The Federal Executive Council (FEC) at an emergency meeting presided over by Nigerian President Muhammadu Buhari, has recently approved an expenditure of N6 trillion for the 2016 budget while pegging the crude oil price benchmark at an all-time low of $38 per barrel.

This budget profile is the highest in the history of the country as it was N4.07 trillion in 2010, N4.22 trillion in 2011; N4.74 trillion in 2012, N4.92 trillion in 2013, N4.6 trillion in 2014 and N5.06 trillion in the current year (including the N574.5 billion approved as supplementary budget).

Speaking after the meeting, the Minister of Budget and National planning, Senator Udoma Udo Udoma, explained that the Federal Government pegged the crude oil benchmark at $38 because it considered it to be very conservative due to the uncertainty in crude oil price. According to him, the government is proposing a N6 trillion budget for 2016 – N1 trillion above the 2015 budget, taking into account the just passed supplementary bill by the National Assembly.

The MAinister noted that the increase in the budget would be spent on capital projects, adding that there is a need to address the infrastructure deficit in the country. He said the increase in the budget will be sourced from increase in non-oil revenues, money from government agencies and a reduction in recurrent spending. He also hinted that the government may borrow to make up for the increase.

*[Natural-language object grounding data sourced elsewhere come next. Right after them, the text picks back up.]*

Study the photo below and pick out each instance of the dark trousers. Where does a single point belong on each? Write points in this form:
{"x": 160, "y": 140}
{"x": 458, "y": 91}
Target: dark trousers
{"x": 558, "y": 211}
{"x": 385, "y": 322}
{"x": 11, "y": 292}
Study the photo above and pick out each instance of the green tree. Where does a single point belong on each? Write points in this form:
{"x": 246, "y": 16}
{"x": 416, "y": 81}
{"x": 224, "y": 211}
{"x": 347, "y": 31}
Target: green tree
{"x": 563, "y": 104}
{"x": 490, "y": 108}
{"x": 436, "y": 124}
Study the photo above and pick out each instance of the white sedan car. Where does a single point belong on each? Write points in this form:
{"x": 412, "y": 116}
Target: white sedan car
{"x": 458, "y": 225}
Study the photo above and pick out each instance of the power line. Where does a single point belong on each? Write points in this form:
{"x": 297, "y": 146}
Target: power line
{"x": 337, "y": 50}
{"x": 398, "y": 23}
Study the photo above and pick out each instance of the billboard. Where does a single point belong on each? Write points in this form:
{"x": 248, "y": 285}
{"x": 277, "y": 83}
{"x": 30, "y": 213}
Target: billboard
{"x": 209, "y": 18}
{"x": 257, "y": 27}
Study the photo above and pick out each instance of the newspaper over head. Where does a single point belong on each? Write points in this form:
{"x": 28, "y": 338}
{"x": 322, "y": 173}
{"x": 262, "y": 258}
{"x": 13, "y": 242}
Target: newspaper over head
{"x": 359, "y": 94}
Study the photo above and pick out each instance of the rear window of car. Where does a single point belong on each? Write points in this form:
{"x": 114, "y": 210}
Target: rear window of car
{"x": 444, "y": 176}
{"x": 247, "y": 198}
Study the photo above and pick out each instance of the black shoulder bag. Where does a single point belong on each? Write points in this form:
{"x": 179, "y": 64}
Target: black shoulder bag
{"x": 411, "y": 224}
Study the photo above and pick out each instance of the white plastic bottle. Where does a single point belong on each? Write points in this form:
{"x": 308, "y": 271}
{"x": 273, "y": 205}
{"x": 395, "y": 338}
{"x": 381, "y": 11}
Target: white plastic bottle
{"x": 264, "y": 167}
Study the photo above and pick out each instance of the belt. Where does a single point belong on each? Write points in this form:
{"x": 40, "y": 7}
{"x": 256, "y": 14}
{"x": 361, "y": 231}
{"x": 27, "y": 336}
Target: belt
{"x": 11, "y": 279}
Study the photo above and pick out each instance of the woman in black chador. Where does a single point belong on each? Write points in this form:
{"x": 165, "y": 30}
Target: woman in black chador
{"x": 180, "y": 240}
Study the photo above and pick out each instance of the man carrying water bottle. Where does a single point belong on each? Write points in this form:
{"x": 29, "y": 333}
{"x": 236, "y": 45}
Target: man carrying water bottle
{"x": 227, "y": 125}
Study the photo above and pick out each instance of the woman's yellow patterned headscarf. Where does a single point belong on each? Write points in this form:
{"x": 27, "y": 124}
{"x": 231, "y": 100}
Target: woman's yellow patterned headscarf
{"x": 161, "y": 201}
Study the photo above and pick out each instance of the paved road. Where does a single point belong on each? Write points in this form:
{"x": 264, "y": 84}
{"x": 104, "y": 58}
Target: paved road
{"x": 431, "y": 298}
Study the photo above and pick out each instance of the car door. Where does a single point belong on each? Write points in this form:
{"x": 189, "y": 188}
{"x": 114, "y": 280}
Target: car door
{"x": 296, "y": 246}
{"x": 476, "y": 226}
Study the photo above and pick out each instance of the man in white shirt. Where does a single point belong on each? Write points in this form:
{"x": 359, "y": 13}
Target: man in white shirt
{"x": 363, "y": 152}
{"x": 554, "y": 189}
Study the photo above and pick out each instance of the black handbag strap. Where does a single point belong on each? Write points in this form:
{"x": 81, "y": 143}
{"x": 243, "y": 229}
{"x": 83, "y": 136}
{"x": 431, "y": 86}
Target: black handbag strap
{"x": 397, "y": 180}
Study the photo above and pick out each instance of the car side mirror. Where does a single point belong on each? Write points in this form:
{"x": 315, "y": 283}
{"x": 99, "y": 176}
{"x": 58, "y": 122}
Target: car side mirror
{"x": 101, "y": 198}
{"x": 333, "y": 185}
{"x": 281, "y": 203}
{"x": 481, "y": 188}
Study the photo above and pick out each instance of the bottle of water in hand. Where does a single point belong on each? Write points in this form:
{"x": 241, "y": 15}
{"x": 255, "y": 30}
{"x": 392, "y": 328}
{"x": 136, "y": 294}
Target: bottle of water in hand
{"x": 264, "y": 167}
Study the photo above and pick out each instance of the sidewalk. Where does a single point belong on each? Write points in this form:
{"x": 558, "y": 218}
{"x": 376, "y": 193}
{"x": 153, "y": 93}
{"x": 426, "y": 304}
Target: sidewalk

Udoma also revealed that the government expected to generate 2.2 million barrels of crude oil per day, just as he affirmed that the government wanted a prudent and credible budget.

“All the increases actually will be spent on capital (goods), because there is the need to increase the capital because of the infrastructure issues that we have to address.

The national planning minister also contended that the government was projecting almost 30% capital projects, up from the 15% or so that it is currently.

“We are projecting about 30% (capital expenditure). We will try and reduce overheads, but keep personnel cost. We are not going to adjust it by much, but we are expecting some savings from the IPPIS (online payment) system which we are using. So we are not cutting anybody’s salary; everybody will get their salaries.”